La Vie parisienne d’Offenbach à l’Opéra de Marseille
La belle Vie
En fin d’année, il est de coutume d’offrir à l’Opéra une musique pétillante et grivoise, de descendre du piédestal de la tragédie lyrique pour flirter avec l’opérette sur le trottoir, sans façon. Offenbach y éclairera quelques soirées du brillant flambeau de son opéra-bouffe La Vie Parisienne, créé en 1866 dans les dernières lueurs de la fête impériale.
Bon goût et divertissement se regardent généralement en chiens de faïence et ne s’épargnent pas les invectives : élitiste répond à démagogue, ennuyeux à vulgaire, subventionné à commercial… Ne pourrait-on trouver un terrain d’entente lorsque la légèreté est couronnée d’autant d’efficience et de brio que dans l’œuvre d’Offenbach ? Parce que sa musique s’articule à l’essentiel de cet art, la mélodie et le rythme de la danse, elle touche en nous ce qu’il y a d’heureux, cette vie allègre à laquelle nous aspirons.
Pourtant, à y regarder de plus près, le livret de Meilhac et Halévy, fins connaisseurs du nuancier moral, est constamment tendu par la satyre et l’ironie ; mais leurs flèches n’ont pas la férocité d’une caricature de Daumier.
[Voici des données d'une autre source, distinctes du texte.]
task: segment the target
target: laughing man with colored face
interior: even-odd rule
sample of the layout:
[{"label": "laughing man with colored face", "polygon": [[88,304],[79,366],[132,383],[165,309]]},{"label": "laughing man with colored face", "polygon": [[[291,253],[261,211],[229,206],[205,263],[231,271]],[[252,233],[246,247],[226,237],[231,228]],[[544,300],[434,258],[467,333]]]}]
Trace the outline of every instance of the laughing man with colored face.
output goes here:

Elles s’émoussent d’un petit air narquois qui oscille entre pessimisme souriant et optimisme renseigné. La pantalonnade des valets singeant les maîtres au troisième acte illustre cette manière de sentir sans grandes espérances ni grands désespoirs. Dans cette farce, les femmes détiennent sinon le pouvoir du moins le vouloir et, si elles endossent les plumes de cocottes, au final, le costume de dindon habillera la plupart des messieurs.
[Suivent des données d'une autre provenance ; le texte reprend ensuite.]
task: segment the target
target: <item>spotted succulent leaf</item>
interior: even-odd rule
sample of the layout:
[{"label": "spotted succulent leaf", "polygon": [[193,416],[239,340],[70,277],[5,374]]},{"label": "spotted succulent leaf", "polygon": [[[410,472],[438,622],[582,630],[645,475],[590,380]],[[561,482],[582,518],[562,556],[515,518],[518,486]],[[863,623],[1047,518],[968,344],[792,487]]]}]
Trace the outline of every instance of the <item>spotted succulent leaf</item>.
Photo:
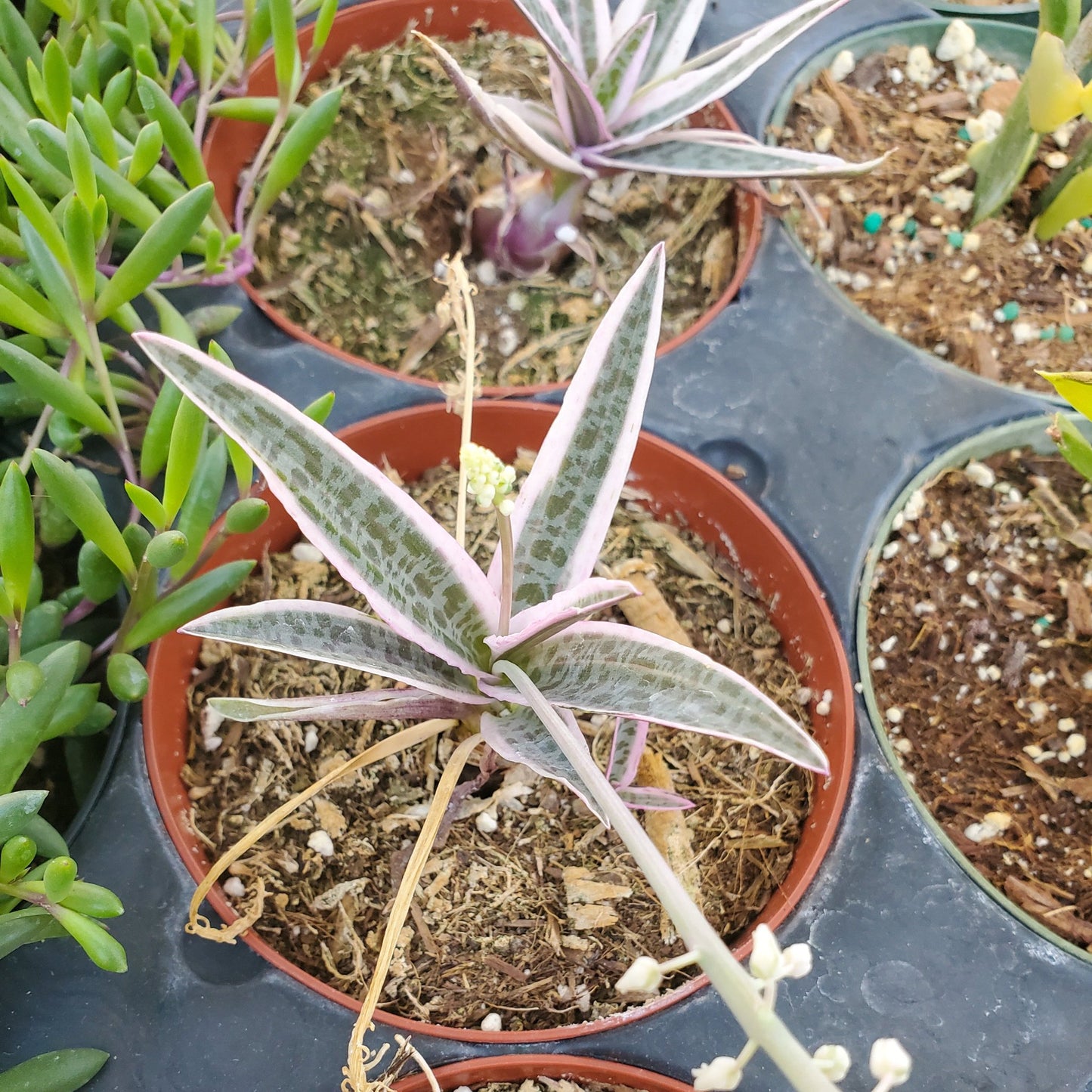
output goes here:
[{"label": "spotted succulent leaf", "polygon": [[512,618],[507,637],[487,637],[485,643],[495,657],[507,657],[518,649],[545,641],[600,610],[640,594],[628,581],[592,577],[582,580],[574,587],[558,592],[546,603],[537,603],[521,610]]},{"label": "spotted succulent leaf", "polygon": [[638,721],[630,716],[615,719],[615,731],[610,737],[610,756],[607,759],[607,781],[615,788],[625,788],[633,783],[648,738],[648,721]]},{"label": "spotted succulent leaf", "polygon": [[[584,744],[577,719],[567,709],[557,710],[569,731]],[[525,705],[506,709],[499,712],[487,711],[482,714],[482,738],[503,759],[509,762],[522,762],[530,765],[535,773],[551,781],[559,781],[574,792],[587,807],[609,826],[601,812],[591,790],[581,780],[572,763],[565,757],[561,748],[554,741],[549,728],[534,712]]]},{"label": "spotted succulent leaf", "polygon": [[337,603],[272,600],[225,607],[191,621],[182,632],[352,667],[459,701],[485,700],[459,668],[390,626]]},{"label": "spotted succulent leaf", "polygon": [[458,717],[466,707],[427,690],[359,690],[307,698],[210,698],[229,721],[423,721]]},{"label": "spotted succulent leaf", "polygon": [[819,745],[743,676],[656,634],[581,622],[520,660],[551,704],[734,739],[829,772]]},{"label": "spotted succulent leaf", "polygon": [[387,476],[283,399],[162,334],[141,347],[254,461],[330,562],[407,642],[480,673],[499,603],[459,544]]},{"label": "spotted succulent leaf", "polygon": [[724,129],[682,129],[648,136],[639,144],[585,154],[591,166],[650,170],[688,178],[852,178],[882,159],[847,163],[836,155],[762,144]]},{"label": "spotted succulent leaf", "polygon": [[806,0],[641,87],[619,118],[617,136],[638,140],[681,121],[737,87],[779,49],[846,0]]},{"label": "spotted succulent leaf", "polygon": [[507,145],[533,163],[554,170],[585,178],[595,177],[594,171],[589,170],[578,158],[554,144],[537,127],[529,124],[522,114],[512,110],[505,97],[484,91],[477,80],[459,67],[459,62],[443,46],[419,32],[415,33],[436,55],[448,79],[466,100],[474,116]]},{"label": "spotted succulent leaf", "polygon": [[[512,511],[512,605],[585,580],[626,483],[652,379],[664,290],[657,245],[603,317]],[[500,586],[497,558],[489,570]]]},{"label": "spotted succulent leaf", "polygon": [[620,38],[642,19],[655,16],[656,34],[638,73],[649,83],[674,72],[687,58],[709,0],[621,0],[613,31]]},{"label": "spotted succulent leaf", "polygon": [[645,15],[622,34],[592,79],[592,92],[606,110],[607,123],[626,108],[641,82],[641,69],[652,46],[656,17]]},{"label": "spotted succulent leaf", "polygon": [[688,800],[678,793],[669,793],[666,788],[628,785],[618,790],[618,797],[631,811],[685,811],[695,806],[693,800]]}]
Marie-Ange Todorovitch, la mezzo bien-aimée du public marseillais, puisera dans l’autorité naturelle de sa voix et son expérience de la scène les ressorts expressifs de son rôle de demi-mondaine, Metella, pivot du jeu de chaises musicales où amants, soupirants, intrigants, épouses et maris se succèdent dans un tourbillon dont elle garde subtilement le contrôle. Par la modernité de son tempérament, Metella préfigure la Carmen de Bizet que l’on doit au même couple de librettistes.
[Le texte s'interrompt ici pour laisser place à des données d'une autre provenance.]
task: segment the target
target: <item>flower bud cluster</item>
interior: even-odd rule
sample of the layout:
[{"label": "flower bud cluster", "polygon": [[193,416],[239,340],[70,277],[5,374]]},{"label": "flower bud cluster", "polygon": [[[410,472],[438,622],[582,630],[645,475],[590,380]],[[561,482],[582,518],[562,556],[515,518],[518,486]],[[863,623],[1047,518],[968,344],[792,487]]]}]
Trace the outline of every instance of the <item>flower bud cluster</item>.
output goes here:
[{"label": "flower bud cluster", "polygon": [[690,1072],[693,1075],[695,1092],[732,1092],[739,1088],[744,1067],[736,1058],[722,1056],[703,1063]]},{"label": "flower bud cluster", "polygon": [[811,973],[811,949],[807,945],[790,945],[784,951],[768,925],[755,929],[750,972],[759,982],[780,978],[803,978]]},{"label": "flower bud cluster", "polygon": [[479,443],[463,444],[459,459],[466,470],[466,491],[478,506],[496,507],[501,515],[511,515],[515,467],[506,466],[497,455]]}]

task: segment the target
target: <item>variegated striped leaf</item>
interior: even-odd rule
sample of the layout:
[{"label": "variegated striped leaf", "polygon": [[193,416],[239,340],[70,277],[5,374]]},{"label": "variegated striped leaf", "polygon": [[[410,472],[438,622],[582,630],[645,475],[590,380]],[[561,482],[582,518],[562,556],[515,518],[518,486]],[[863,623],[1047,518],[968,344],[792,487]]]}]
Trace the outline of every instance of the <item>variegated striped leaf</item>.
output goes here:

Un rôle très emblématique sera confié au baryton marseillais Bernard Imbert. Il incarnera ce syndrome extravagant du Brésilien où, sur la toile de fond d’un capitalisme gargantuesque (« s’en fourrer jusque-là »), se dessine en creux une grande santé impudique en quête de la seule chose que l’argent ne peut acheter… Il est donné à peu de créateurs d’isoler ainsi un type de travers et, par le châtiment du rire, d’en faire un caractère universel. A cet égard, le final de l’acte I, J’ai de l’or, par sa cadence syllabique lancée comme les pistons d’une machine à vapeur, constitue l’un des artifices les plus ingénieux de la palette stylistique du compositeur. Il condamne le chanteur au halètement, faute de respirations commodes, étouffé par la crue irrépressible de son désir : « Ve-nez man-ger l’ar-gent, mes pou-lettes, Puis a-près je fe-rai des dettes ».
Nadine Duffaut saura nous faire apprécier la résilience du thème. Elle en signe la mise en scène, fonction cardinale dans la réussite d’un tel ouvrage où les mouvements sont millimétrés par le métronome rigoureux d’Offenbach et, à Marseille, la baguette de Dominique Trottein. Julien Lestel y apportera l’élégance de ses chorégraphies. Entre valses tournoyantes et galops débridés, l’œuvre ménage également des moments de pure délectation : ingénus (« L’amour est une échelle immense »), insolents (« Il est content mon colonel ? ») ou adorablement kitsch (« Sa robe fait frou-frou »)…
Entre tension et élasticité, la musique d’Offenbach nous invite à célébrer la vie, sans illusions mais avec indulgence, pour ce qu’elle est : imparfaite mais irremplaçable.
Roland Yvanez
La Vie parisienne d’Offenbach : du 29/12 au 7/01/16 à l’Opéra de Marseille (2 rue Molière, 1er).